Here, Andy Jones, managing director at Mattei, shares his top tips for specifying, installing and operating an air compressor

If you’re not making the most of your compressed air system, at best you could be wasting energy, and at worst operating unsafely. 

Siting

Of course, your compressor must be sited and installed correctly. Air flow into the compressor needs to be unrestricted, cool, reasonably clean and free from solid and gaseous impurities. The distance between the compressor and where the compressed air is actually used can have important implications too. Pipes should also be suitably sized for the air delivery capacity of the compressors, with bends kept to an absolute minimum.

Efficiency

Choose an efficient model at the outset. It’s tempting to think that initial outlay for the compressor itself will be the main cost, but in reality, the electricity consumed during operation over a five-year period accounts for around 75 per cent of the total cost of ownership, including the initial capital outlay. Therefore, even if the cost of a higher efficiency machine is more, you’ll save money in the long run.

Leakage

It may seem obvious, but it’s important to regularly check for leaks. In many companies, 30% of the air generated is wasted through leaks, which can prove costly over time. Check for leaks at initial installation, re-check frequently, and carry out an annual leak detection survey.

Requirements

Make sure you choose the right machine for your operation. Using a variable speed compressor when a fixed speed model would be more appropriate, or vice versa, can end up wasting energy. A data logging exercise can help to decide which option is more suitable.

Maintenance

Keep your compressor running to the optimal standard by undertaking regular maintenance in accordance with the manufacturers’ guideline. Not only will this ensure minimum energy wastage, but it will make sure your equipment remains reliable and safe.

Quality

Specify for the appropriate air quality level. We’ve seen a recent rise in requests for ‘oil-free’ compressors to produce ‘oil-free’ compressed air, but you could be investing in costly equipment which you don’t necessarily need as this can be achieved with an oil injected compressor with the correct air treatment. Use ISO 8573-1:2010 to see what class you really need and if ‘oil-free’ air is needed then check if class one rather than class zero would be sufficient. Higher air quality specification means higher running costs, so only specify what you really need and also consider point of use air treatment for specific applications/equipment that require higher than the normal system levels.

Noise

Check you’ve specified the correct compressor for your environment. For example, noise levels should be considered to protect employees.
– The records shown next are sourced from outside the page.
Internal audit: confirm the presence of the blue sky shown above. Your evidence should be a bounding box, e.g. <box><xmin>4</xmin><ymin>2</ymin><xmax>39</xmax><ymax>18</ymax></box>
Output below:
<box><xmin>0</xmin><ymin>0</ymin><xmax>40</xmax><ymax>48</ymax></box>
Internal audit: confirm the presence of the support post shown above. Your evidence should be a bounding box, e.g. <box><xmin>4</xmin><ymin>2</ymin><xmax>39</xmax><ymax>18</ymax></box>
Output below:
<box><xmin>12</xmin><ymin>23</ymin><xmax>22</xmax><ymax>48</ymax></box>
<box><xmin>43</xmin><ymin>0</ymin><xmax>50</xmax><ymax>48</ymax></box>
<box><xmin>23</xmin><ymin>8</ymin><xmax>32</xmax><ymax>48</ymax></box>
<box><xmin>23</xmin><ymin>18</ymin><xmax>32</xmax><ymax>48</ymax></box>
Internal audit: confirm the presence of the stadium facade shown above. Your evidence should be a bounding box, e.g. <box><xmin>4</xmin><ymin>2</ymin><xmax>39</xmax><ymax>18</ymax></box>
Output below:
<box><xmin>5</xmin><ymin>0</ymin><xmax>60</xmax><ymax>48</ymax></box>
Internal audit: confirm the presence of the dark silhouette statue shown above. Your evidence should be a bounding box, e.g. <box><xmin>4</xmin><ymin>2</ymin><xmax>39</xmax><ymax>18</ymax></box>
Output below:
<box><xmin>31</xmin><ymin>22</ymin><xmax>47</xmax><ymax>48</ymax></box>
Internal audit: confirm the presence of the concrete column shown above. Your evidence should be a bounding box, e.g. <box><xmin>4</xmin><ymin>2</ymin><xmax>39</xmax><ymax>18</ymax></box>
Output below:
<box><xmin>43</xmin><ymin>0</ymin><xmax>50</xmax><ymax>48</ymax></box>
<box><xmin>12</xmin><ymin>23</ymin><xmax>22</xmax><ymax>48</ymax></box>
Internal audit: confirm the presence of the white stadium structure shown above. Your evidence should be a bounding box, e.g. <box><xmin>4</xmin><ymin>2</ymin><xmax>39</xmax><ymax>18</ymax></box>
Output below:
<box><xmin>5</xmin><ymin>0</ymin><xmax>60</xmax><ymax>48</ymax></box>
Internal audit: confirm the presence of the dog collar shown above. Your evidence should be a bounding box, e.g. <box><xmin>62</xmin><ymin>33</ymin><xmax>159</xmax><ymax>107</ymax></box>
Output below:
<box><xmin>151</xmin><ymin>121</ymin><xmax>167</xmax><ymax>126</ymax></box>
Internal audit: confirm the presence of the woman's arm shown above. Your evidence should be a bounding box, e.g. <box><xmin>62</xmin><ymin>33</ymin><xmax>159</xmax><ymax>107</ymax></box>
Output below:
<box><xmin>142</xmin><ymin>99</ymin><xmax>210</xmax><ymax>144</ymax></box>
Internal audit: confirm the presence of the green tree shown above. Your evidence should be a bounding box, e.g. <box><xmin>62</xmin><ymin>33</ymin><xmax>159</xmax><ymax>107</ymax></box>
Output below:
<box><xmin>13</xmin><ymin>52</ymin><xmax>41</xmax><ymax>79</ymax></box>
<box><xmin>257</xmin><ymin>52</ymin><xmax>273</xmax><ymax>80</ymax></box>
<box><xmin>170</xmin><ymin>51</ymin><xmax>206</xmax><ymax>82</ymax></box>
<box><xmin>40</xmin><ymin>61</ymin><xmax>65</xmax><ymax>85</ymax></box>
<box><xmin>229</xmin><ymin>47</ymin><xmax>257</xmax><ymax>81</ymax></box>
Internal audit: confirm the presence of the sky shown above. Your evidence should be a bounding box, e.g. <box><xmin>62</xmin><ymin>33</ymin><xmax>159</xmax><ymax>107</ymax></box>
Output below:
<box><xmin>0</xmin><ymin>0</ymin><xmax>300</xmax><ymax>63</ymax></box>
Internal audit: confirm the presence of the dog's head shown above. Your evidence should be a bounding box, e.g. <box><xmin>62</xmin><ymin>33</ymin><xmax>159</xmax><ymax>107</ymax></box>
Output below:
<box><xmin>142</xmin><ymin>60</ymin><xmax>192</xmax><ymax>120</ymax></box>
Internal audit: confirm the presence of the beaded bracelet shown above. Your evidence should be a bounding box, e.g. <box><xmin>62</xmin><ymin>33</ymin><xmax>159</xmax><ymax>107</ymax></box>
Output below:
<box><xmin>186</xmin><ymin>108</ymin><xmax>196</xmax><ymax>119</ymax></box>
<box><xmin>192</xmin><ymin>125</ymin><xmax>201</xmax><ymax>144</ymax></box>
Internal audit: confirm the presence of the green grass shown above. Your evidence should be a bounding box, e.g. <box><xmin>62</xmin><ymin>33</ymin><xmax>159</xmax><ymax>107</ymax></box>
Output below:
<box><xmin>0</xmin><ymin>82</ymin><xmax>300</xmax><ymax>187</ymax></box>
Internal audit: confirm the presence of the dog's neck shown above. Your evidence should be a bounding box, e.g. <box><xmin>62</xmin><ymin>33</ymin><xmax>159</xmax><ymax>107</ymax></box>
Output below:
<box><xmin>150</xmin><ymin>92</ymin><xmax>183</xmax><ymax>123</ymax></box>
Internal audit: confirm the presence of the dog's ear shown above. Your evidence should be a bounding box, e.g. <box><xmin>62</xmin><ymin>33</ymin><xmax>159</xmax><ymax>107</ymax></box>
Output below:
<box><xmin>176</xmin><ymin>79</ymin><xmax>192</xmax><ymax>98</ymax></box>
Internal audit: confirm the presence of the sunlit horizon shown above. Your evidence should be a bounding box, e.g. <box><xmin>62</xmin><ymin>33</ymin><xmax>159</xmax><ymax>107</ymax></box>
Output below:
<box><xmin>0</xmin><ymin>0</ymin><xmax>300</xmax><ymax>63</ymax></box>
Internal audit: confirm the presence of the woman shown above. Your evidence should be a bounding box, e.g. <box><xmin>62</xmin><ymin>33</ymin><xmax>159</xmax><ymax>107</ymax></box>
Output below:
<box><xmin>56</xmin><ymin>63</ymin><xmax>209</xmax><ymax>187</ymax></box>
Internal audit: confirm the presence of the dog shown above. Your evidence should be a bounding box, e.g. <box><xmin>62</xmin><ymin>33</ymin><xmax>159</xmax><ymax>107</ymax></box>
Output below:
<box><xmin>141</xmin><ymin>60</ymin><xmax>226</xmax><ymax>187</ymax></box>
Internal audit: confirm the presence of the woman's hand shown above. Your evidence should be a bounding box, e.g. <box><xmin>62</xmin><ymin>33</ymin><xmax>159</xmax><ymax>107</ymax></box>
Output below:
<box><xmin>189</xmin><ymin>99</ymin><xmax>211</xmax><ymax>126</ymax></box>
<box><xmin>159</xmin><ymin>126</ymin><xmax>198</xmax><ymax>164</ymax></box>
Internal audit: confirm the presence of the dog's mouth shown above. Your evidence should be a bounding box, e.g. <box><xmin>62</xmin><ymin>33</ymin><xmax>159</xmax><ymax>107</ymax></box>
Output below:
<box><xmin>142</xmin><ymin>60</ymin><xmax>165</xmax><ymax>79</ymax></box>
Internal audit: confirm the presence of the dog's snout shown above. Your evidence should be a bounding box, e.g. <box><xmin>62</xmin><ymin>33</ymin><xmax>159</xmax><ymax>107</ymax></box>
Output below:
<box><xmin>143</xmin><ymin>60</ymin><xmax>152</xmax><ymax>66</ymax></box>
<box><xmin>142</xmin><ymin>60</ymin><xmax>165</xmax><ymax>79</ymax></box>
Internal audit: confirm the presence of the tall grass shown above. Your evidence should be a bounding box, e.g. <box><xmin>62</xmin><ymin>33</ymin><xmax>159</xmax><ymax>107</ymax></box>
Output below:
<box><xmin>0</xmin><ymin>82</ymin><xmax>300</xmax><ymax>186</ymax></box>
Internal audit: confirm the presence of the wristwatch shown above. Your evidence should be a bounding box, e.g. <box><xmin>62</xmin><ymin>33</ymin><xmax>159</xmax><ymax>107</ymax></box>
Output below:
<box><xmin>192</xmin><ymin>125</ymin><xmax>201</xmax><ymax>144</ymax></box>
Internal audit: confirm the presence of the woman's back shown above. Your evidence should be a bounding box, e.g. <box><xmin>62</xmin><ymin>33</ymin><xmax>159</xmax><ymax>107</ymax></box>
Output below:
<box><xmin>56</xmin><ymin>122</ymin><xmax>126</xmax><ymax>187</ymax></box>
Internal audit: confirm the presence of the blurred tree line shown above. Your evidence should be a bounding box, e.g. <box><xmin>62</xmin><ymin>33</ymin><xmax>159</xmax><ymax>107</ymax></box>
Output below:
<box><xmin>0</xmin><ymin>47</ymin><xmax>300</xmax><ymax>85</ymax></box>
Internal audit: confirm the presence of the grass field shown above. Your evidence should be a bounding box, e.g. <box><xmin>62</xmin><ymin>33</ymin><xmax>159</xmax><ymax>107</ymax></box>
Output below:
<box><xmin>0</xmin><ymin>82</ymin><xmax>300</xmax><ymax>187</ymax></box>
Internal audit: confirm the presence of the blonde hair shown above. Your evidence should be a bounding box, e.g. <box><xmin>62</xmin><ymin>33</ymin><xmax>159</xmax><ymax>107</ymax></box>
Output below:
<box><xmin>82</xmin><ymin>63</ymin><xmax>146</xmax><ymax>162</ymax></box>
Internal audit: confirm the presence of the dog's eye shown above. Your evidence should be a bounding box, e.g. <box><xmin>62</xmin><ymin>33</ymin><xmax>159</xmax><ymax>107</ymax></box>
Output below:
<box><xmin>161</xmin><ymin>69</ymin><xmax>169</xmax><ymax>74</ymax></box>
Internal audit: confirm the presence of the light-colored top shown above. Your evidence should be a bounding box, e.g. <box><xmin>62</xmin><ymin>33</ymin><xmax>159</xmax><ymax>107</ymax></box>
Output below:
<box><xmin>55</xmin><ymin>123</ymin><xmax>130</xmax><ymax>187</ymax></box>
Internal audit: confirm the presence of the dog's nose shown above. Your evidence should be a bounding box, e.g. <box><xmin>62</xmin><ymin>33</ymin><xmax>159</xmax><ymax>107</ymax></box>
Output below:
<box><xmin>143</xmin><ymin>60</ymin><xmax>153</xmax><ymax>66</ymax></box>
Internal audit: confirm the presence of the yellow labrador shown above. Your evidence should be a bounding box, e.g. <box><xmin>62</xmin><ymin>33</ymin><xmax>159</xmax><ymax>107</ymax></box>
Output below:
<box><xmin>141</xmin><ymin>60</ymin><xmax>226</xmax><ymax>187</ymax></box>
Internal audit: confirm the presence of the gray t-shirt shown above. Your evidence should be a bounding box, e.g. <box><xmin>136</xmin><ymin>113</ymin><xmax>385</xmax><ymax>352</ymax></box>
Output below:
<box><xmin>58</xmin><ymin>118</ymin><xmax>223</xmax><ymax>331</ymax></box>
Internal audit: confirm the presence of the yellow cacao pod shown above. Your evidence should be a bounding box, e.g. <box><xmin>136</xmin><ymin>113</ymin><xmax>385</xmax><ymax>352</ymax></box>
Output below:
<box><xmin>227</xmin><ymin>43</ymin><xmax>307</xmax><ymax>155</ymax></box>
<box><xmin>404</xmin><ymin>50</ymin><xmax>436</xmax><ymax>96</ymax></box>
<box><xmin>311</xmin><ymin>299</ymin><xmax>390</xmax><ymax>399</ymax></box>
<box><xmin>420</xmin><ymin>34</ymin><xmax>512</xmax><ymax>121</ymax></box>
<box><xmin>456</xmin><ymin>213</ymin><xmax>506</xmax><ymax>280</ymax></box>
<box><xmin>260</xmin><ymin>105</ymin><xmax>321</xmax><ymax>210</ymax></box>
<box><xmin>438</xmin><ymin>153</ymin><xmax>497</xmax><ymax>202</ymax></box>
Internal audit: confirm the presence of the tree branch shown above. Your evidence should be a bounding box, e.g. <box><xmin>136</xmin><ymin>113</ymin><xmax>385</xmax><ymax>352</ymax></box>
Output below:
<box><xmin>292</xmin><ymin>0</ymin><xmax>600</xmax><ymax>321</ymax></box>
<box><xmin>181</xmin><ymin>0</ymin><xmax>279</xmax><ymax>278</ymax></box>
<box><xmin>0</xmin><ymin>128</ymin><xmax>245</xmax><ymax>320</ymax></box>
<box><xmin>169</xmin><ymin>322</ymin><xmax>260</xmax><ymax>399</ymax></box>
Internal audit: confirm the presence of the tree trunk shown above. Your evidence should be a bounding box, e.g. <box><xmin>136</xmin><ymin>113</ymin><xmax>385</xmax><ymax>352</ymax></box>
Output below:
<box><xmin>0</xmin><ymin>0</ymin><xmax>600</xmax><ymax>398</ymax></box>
Compressor manufacturers must state the noise levels in accordance to international standards, with the current one being EN ISO 2151:2008.

Audits

Invest in data logging and energy audits to assess your system. It’s crucial to understand how much compressed air you use, how much it costs you and whether the compressors are appropriate for your production processes. Ideally these should be carried out in accordance to the ISO11011 standard.

Heat recovery

Where possible, recover heat and put it to use. Compressors create a large amount of heat, and in some installations, this can be utilised in the production process, to heat water or for local space heating, for example.

Safety

Always stay safe. If not used properly and sensibly, compressed air can be very dangerous, as it travels at an extremely high speed. If it hits the eyes or ears it can cause detrimental damage. Make sure anyone working with compressed air is aware of the risks, and operate as safely as possible and ensure that you have an up to date written scheme of examination for your system, as this is a legal requirement.